Williams has 4 interceptions, 1 forced fumble and two fumble recoveries so far this season. More impressive, he’s tied for second in the entire NFL with 18 passes defended – same mark as DeAngelo Hall of the Redskins and only one behind Asante Samuel of the Eagles. Not bad company. Williams’ outstanding play has been a key enabler for the rest of the defense. They don’t need to help him with double teams. They can let Williams cover the opposing teams’ top receivers one-on-one, freeing up Woodson to float, blitz and create havoc.
He is certainly having a Pro-Bowl-caliber season, and, hopefully, his game-changing performance on Sunday will help earn him the nod. His interception against Favre with just over a minute to go in the first half was a huge momentum swing in the game – it took at least a field goal off the board for Minnesota, turned into 7 points and a two-score lead for the Packers just before the half, and was followed by a second-half opening drive for another touchdown that put the game out of reach.
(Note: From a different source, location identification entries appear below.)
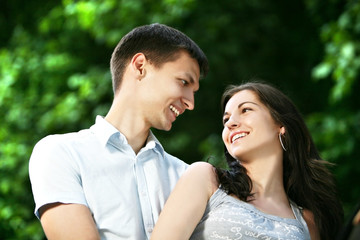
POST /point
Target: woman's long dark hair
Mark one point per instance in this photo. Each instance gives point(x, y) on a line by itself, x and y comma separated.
point(307, 180)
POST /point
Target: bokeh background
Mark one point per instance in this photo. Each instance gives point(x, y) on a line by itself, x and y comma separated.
point(54, 78)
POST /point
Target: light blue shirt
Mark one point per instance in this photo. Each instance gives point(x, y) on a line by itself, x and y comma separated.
point(96, 167)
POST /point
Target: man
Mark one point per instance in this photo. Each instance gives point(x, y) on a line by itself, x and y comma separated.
point(112, 180)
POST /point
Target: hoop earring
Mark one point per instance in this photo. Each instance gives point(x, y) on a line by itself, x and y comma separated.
point(282, 145)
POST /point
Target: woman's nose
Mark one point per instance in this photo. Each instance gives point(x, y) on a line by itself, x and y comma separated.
point(232, 123)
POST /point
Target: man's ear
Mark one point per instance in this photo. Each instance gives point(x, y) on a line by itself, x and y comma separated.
point(138, 63)
point(282, 130)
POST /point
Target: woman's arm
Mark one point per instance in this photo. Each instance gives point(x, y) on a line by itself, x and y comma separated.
point(187, 202)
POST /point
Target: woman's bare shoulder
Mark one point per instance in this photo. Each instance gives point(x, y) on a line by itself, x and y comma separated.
point(206, 172)
point(310, 222)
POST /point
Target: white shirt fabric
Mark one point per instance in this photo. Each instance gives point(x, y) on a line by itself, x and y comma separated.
point(96, 167)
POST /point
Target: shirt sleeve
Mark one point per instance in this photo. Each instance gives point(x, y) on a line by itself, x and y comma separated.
point(54, 173)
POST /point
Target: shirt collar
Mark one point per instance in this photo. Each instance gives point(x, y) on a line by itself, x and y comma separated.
point(105, 131)
point(108, 133)
point(153, 142)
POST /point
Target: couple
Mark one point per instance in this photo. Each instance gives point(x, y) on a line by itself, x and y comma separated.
point(111, 181)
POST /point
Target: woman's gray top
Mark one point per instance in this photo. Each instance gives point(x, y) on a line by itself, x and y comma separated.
point(228, 218)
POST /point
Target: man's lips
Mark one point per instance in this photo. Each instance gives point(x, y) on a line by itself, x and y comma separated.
point(175, 110)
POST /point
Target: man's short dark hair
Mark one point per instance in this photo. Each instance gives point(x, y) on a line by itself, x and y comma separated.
point(159, 43)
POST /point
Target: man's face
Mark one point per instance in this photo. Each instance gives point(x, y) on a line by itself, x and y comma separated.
point(169, 90)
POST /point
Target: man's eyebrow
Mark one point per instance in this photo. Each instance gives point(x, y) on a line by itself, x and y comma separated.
point(191, 79)
point(240, 105)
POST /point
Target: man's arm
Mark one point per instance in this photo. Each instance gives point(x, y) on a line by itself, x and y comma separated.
point(68, 221)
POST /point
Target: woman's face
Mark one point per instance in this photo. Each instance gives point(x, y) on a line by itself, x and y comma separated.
point(249, 130)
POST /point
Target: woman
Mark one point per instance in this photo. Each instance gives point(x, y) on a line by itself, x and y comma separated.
point(277, 186)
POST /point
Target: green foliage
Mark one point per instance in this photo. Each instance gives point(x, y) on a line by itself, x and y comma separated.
point(54, 78)
point(337, 129)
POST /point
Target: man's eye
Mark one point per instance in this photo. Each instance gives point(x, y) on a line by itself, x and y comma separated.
point(184, 82)
point(246, 110)
point(225, 120)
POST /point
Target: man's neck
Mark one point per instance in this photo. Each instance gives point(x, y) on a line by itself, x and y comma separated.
point(125, 119)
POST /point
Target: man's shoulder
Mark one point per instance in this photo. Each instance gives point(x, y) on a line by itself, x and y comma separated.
point(65, 139)
point(174, 160)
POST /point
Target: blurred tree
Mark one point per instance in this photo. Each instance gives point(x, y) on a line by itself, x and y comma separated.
point(337, 127)
point(54, 77)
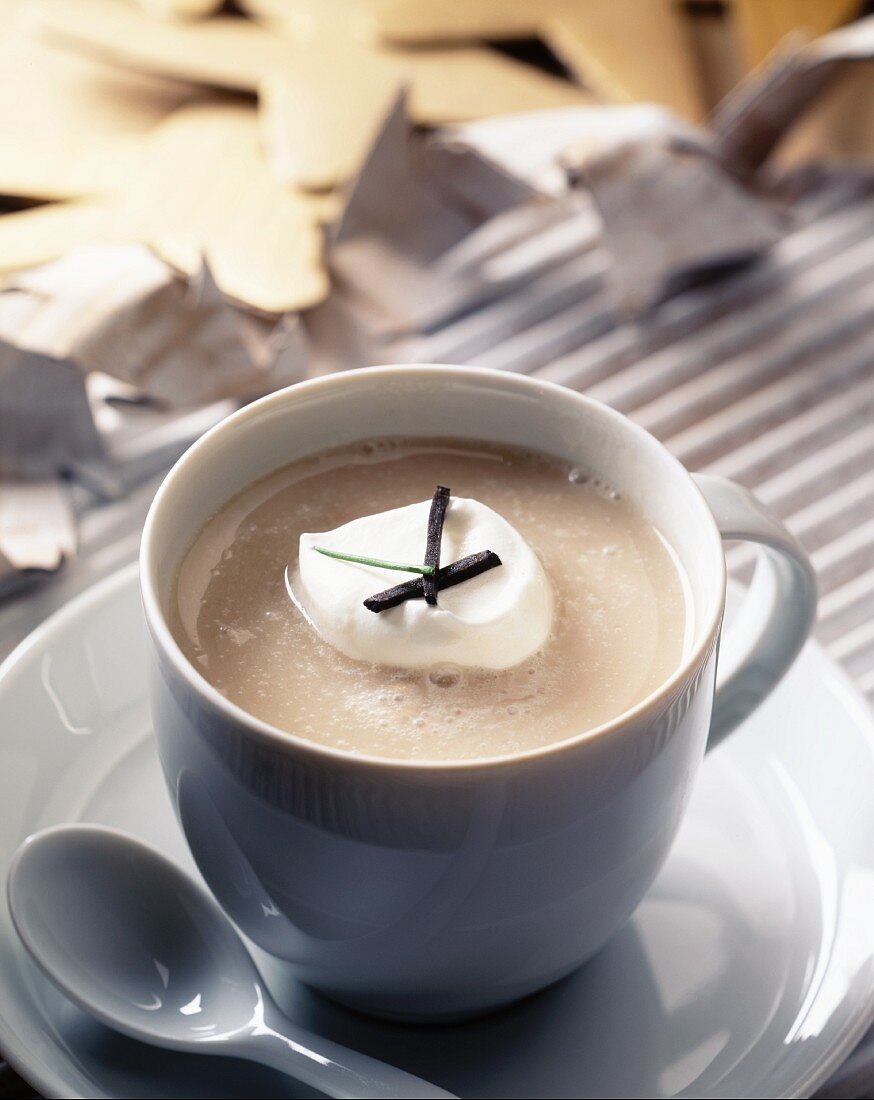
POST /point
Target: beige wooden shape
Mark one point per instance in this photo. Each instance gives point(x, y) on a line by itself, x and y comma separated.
point(70, 125)
point(620, 50)
point(201, 188)
point(327, 87)
point(224, 52)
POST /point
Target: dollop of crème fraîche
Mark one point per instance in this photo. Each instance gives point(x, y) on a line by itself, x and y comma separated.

Listening to Williams’ post-game interview, I realized that what he did on that play was a microcosm of how he’s developed as a player in the last year. Both that particular play and his season overall are impressive at multiple levels:
- First, recognition. He immediately spotted the formation, and anticipated what was coming. As soon as he saw Visanthe Shiancoe run an out route, he knew the slant was going to Percy Harvin. There are hours of game film that go into that kind of play recognition, but then to be able to implement it on the field during a key play in a divisional opponents’ stadium shows amazing maturity.
- Second, baiting. An over-eager player, upon recognizing the route, would have immediately moved to disrupt it. But, of course, if he had been too close to Harvin, Favre never would have thrown the ball. By sitting back 5-10 yards, Williams baited a 20-year veteran quarterback into making a throw he shouldn’t have made.
- Third, athleticism. Williams’ movement from the point of release to the point of interception is unbelievably fast. To have the speed and strength to make that play against one of the league’s most physically gifted receivers in Harvin is a testament to Williams’ conditioning. I half expected him to take it to the house on the return. As it turned out, he didn’t need to – the offense took care of that for him.
Williams quote summarizes all this simply (and much more succinctly than I): “I read the No. 2 receiver. He did an out route, so I knew the slant was coming. I was just playing off and not going too fast ... but when he threw it I just broke on it.” Easy. Keep it up, Tramon! A few more plays like that and you’ll be going to Hawaii.